FIG 8 — Effect of *PxMAP4K4* gene silencing on the expression levels of *PxJun* and *PxABCB1* in the midgut tissues at different periods. The data are presented as mean values ± the SEM for three biologically independent experiments. Asterisks (*) indicate significant differences among periods for each gene (P < 0.05; Duncan’s test; n = 3).

DISCUSSION

Downregulation of Bt Cry toxin receptor genes in the midgut usually results in high-level Bt resistance in insects; nevertheless, the specific transcriptional regulation mechanisms of these midgut genes remain poorly understood. Changes in gene expression can result from changes in trans-regulatory factors and cis-regulatory elements (TFBS [transcription factor binding sites] in the promoter, enhancer, and silencer) (38). In this study, we revealed that the MAPK-activated TF PxJun regulates the reduced expression of the PxABCB1 gene, thereby mediating Bt Cry1Ac resistance in P. xylostella.

Jun subfamily members in mammals include c-Jun, JunB, and JunD, important stress-responsive TFs that are activated by the MAPK signaling pathway under various physiological and external stimuli and participate in multiple cellular processes, such as cell proliferation, differentiation, apoptosis, and inflammation (34, 39). Intriguingly, whereas there are three Jun paralogs in mammals, only one Jun protein, a homolog of the mammalian c-Jun, has been identified in insects (36, 40). As in mammals, the MAPK signaling pathway in D. melanogaster can activate DJun in response to various stimuli to ensure normal development, immunity and homeostasis (37, 41).

Jun-related subfamily members belong to the basic leucine zipper (bZIP) family of proteins, which typically exert their functions through homodimerization or heterodimerization to form an AP-1 complex (34, 35). Jun proteins in animals participate in essential biological processes, including cell proliferation, differentiation, apoptosis, and immune response (39). PxJun is a homolog of mammalian c-Jun. We demonstrated that PxJun can specifically bind to the JBS and inhibit the promoter activity of the PxABCB1 gene. In mammals, activated c-Jun can act as an activator or repressor to control MDR1 (ABCB1) expression in different cancer cells (25, 42 –45). Therefore, c-Jun appears to play a dual regulatory role in the regulation of ABCB1 expression in different types of cells and species, probably depending on its binding partners and on the cellular environment.

In mammals, the AP-1 complexes Jun-Jun and Jun-Fos preferentially bind to 12-O-tetradecanoylphorbol-13-acetate (TPA) response elements [TRE, 5′-TGA(C/G)TCA-3′], while Jun-ATF preferentially binds to the cAMP response element (CRE, 5′-TGACGTCA-3′) (35, 39). Distinct cofactors of Jun have different effects on the DNA binding affinity and function of the dimer, thus greatly expanding the spectrum of regulated genes (34). Our structural analysis of the PxJun protein showed a highly conserved bZIP_Jun domain for DNA binding and protein interaction at the C terminus. Fos is the most common partner of Jun (34, 35). However, we demonstrated that the PxFos protein did not participate in the regulation of the PxABCB1 gene. Thus, further study is needed to identify whether additional TFs interact with PxJun to coregulate PxABCB1 expression in the midgut, which will help us understand the complex functions of AP-1.

Mammalian AP-1 family members are expressed in a cell- and stage-dependent manner during development and under different stimuli, thereby mediating different transcriptional levels of specific target genes (34). In D. melanogaster, DJun expression is observed in all tissues and developmental stages (46). Similarly, we found that the PxJun gene is extensively expressed in multiple tissues and developmental stages of P. xylostella. The temporally and spatially broad expression pattern of c-Jun implies its essential role in maintaining immunity and homeostasis, normal growth and development, and response to various stress factors (35, 39, 47).

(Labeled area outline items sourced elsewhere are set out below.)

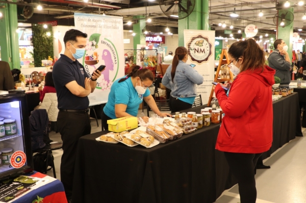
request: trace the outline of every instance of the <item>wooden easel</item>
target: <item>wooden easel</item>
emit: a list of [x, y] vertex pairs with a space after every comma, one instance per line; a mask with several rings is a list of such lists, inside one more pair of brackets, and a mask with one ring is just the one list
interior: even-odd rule
[[[223, 61], [223, 58], [224, 56], [225, 56], [226, 61]], [[216, 72], [216, 76], [215, 76], [215, 79], [214, 81], [216, 82], [221, 82], [225, 81], [230, 81], [231, 80], [233, 80], [233, 76], [232, 72], [230, 71], [230, 78], [223, 78], [223, 79], [218, 79], [218, 77], [219, 76], [219, 72], [220, 72], [220, 69], [221, 68], [221, 66], [225, 64], [228, 64], [231, 62], [228, 59], [228, 56], [227, 56], [227, 51], [225, 49], [222, 49], [222, 51], [221, 52], [221, 55], [220, 55], [220, 59], [219, 60], [219, 65], [218, 65], [218, 68], [217, 69], [217, 72]], [[226, 68], [229, 68], [226, 66]], [[207, 105], [209, 106], [210, 105], [210, 103], [213, 99], [213, 95], [214, 95], [214, 87], [212, 87], [212, 91], [211, 92], [211, 95], [209, 96], [209, 100], [208, 100], [208, 104]]]

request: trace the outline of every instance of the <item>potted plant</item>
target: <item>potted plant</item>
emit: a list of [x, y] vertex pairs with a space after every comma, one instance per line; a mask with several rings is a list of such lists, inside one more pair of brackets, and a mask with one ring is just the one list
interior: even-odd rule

Jun subfamily proteins in mammals are activated both at the transcriptional level and via posttranslational modification by the MAPK signaling pathway in response to many physiological and environmental stimuli, affecting the transactivation potential, DNA binding capacity, and stability of AP-1 components (34, 36, 37). Studies in human cells found that c-Jun can be activated by the MAPK signaling pathway, leading to elevated transcript and phosphorylation levels and thus regulating the expression of the MDR1 (ABCB1) gene (43, 44, 48, 49). Silencing of PxMAP4K4 expression downregulated PxJun and upregulated PxABCB1, demonstrating that the expression of the PxABCB1 gene is negatively regulated by the MAPK-responsive PxJun in P. xylostella. Persistent alteration of AP-1 activity and/or ABCB1 expression can induce the oncogenic transformation of cells and tumor formation, as well as the development of chemoresistance in mammals (39). In fact, the expression trend of PxJun in midgut tissues of different P. xylostella strains is similar to that of PxMAP4K4 and opposite to that of PxABCB1 (23, 24, 27). Thus, a model explaining the transcriptional regulation mechanisms of reduced expression of the PxABCB1 gene is shown in Fig. 9. In the Bt-resistant P. xylostella larvae, the activated MAPK signaling pathway can induce PxJun transcription, thereby leading to a reduction in PxABCB1 gene expression and causing Cry1Ac resistance. Therefore, the MAPK/c-Jun signaling cascade might be a common mechanism of transcriptional regulation of the ABCB1 gene. Since the MAPK pathway has been shown to regulate the expression of a number of Cry1Ac receptors within P. xylostella, it is possible that PxJun is directly involved in the downregulation of other receptors and therefore that the increase in mortality observed in Fig. 7B may not be solely attributed to PxABCB1 overexpression. Further research is needed to evaluate whether the MAPK signaling pathway activates PxJun at both transcript and phosphorylation levels and whether PxJun also participates in the regulation of other receptors.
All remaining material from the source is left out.